My closest Sams Club is 15 miles away, not bad, so I could pick up there and don't pay shipping ($28 more).....BUT I am NOT a Sams Club member...

I wanted a wooden rack for the basement but this chrome unit sounds like a good buy for the price and would allo placing both .750ml and 1 liter bottles.

What do you think?


----------



## ibglowin (Jan 11, 2013)

This has NEVER been able to be shipped to a club before so that is a very good plus! Next question, how could you not be a member of either Sams or COSTCO! LOL


----------



## RegionRat (Jan 11, 2013)

I just tried to have one sent to the Sam's Club by my house and it told me is in not available for store pick up. Shipping and tax make it $112.00.

RR


----------



## Runningwolf (Jan 11, 2013)

Take your pick..oh wait you can't without a membership! Actually the one from Amazon is offering free shipping. The prices are very comparable. I think any one of us would pay $150 for the rack. It's a great deal!


----------



## RegionRat (Jan 11, 2013)

I ordered the one from Amazon. I have 'Amazon Prime' free second day freight on most items.

RR


----------



## Runningwolf (Jan 11, 2013)

You won't regret it, I have three.


----------



## Rocky (Jan 11, 2013)

I have four of these racks from Sam's Club and you can't beat them for the price vs. capacity. One caution for all who intend to buy one. They work great for standard Bordeaux bottles, not so good for Burgundy bottles nor the type of bottle that is sort of Bordeaux shaped but has a smaller diameter at the base than it does at the shoulder. This is because there are three wire "semi-circular loops" into which a bottle is to lie. A Bordeaux bottle contacts all three, a Burgundy only two. I have had two fatalities from bottles sliding off the stack. As a fix, I have ressorted to placing a layer of small bubble wrap between the layers of bottles for additional friction.

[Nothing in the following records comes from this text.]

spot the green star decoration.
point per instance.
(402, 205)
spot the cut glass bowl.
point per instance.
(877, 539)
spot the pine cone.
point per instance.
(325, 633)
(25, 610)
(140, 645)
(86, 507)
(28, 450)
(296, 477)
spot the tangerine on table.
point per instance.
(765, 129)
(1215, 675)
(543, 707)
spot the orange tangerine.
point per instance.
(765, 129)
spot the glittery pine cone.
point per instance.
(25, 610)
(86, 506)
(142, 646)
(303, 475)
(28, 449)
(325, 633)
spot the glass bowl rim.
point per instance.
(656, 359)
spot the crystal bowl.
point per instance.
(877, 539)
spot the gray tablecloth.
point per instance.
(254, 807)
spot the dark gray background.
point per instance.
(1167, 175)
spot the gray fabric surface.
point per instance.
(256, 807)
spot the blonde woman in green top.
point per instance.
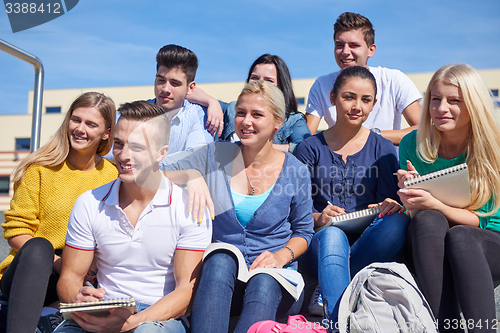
(455, 252)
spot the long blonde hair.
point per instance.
(271, 94)
(57, 149)
(483, 143)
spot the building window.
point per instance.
(4, 185)
(53, 109)
(23, 144)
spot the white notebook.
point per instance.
(353, 222)
(450, 186)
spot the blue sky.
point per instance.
(104, 43)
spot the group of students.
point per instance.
(134, 233)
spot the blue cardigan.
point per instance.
(292, 132)
(286, 213)
(365, 178)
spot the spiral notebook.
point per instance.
(354, 222)
(99, 308)
(450, 186)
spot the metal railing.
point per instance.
(38, 90)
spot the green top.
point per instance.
(408, 151)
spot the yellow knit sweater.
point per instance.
(42, 203)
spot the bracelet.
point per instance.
(291, 252)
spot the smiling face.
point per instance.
(171, 88)
(86, 129)
(266, 72)
(254, 121)
(354, 101)
(136, 152)
(351, 49)
(447, 109)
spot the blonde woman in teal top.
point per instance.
(455, 252)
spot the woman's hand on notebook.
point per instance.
(404, 175)
(418, 199)
(90, 294)
(327, 213)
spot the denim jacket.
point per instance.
(292, 132)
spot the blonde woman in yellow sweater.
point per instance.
(47, 184)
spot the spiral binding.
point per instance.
(436, 174)
(357, 214)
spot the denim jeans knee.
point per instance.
(156, 326)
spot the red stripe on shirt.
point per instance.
(77, 248)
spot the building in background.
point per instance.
(16, 129)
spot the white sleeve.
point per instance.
(79, 234)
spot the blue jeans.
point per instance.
(220, 294)
(153, 326)
(337, 261)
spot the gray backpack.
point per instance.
(384, 298)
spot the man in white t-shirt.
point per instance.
(354, 39)
(140, 232)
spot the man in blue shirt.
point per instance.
(175, 72)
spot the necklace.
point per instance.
(252, 191)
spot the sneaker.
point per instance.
(316, 305)
(47, 324)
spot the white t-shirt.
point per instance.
(395, 91)
(136, 262)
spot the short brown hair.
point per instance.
(175, 56)
(352, 21)
(145, 111)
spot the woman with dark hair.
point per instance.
(351, 169)
(47, 184)
(261, 207)
(273, 69)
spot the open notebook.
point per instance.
(98, 308)
(450, 185)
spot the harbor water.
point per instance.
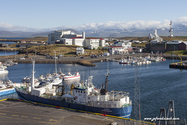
(158, 82)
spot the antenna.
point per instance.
(137, 111)
(55, 64)
(171, 30)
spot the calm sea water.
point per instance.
(158, 83)
(7, 53)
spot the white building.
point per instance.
(79, 50)
(70, 38)
(120, 47)
(117, 50)
(61, 35)
(155, 38)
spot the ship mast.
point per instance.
(55, 64)
(32, 83)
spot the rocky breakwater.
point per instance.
(80, 62)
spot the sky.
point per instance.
(30, 15)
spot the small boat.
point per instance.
(123, 61)
(3, 71)
(85, 97)
(69, 76)
(6, 87)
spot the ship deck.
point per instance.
(14, 112)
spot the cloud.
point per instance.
(131, 25)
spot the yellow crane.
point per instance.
(72, 86)
(181, 60)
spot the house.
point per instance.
(117, 50)
(79, 50)
(3, 45)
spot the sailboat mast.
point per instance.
(55, 64)
(32, 83)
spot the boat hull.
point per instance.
(71, 77)
(120, 112)
(7, 91)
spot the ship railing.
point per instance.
(105, 104)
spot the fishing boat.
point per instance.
(84, 96)
(69, 76)
(6, 87)
(3, 70)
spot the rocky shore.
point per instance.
(86, 61)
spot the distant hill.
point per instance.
(178, 31)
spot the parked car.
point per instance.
(47, 56)
(59, 56)
(22, 58)
(53, 57)
(93, 56)
(106, 54)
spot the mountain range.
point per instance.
(112, 31)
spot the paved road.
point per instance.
(22, 113)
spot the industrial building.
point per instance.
(120, 48)
(70, 38)
(166, 46)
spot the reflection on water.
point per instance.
(13, 96)
(68, 83)
(3, 76)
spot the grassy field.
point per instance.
(66, 50)
(177, 52)
(38, 38)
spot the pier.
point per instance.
(14, 111)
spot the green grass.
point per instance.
(66, 50)
(177, 52)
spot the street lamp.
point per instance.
(173, 54)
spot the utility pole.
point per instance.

I am not saying that they should not be purchased. Just be careful with them and the type of bottles that you use.


----------



## Sammyk (Jan 12, 2013)

I have 2 and others are right - they have to ship to your home with no store pickup.

I do have a question though. With a 168 bottles 750ml size, how much do you think the total weight is of the rack and the bottles? We have them in an upstairs bedroom and are concerned about the weight.


----------



## garymc (Jan 12, 2013)

The wine would weigh around 268 pounds, but that doesn't include the bottles or the rack. I just weighed a bottle at 22 oz. 231 pounds so thewine and bottles come to 499 pounds. If the rack is 50 pounds, then you're looking at about 550 pounds. Like having three fat people standing near each other.


----------



## garymc (Jan 12, 2013)

I could kick myself. You said this was a bedroom? That would be 3 fat people on the bed. Much more interesting. I think the weight of the wine rack would be much safer. You never know what those fat people are gonna start doing on that bed. And what if they had some wine and were spilling it all over?


----------



## geek (Jan 12, 2013)

ibglowin said:


> This has NEVER been able to be shipped to a club before so that is a very good plus! Next question, how could you not be a member of either Sams or COSTCO! LOL



I am a Costco member (wife is an employee...), but not Sams member.




Rocky said:


> I have four of these racks from Sam's Club and you can't beat them for the price vs. capacity. One caution for all who intend to buy one. They work great for standard Bordeaux bottles, not so good for Burgundy bottles nor the type of bottle that is sort of Bordeaux shaped but has a smaller diameter at the base than it does at the shoulder. This is because there are three wire "semi-circular loops" into which a bottle is to lie. A Bordeaux bottle contacts all three, a Burgundy only two. I have had two fatalities from bottles sliding off the stack. As a fix, I have ressorted to placing a layer of small bubble wrap between the layers of bottles for additional friction.
> 
> I am not saying that they should not be purchased. Just be careful with them and the type of bottles that you use.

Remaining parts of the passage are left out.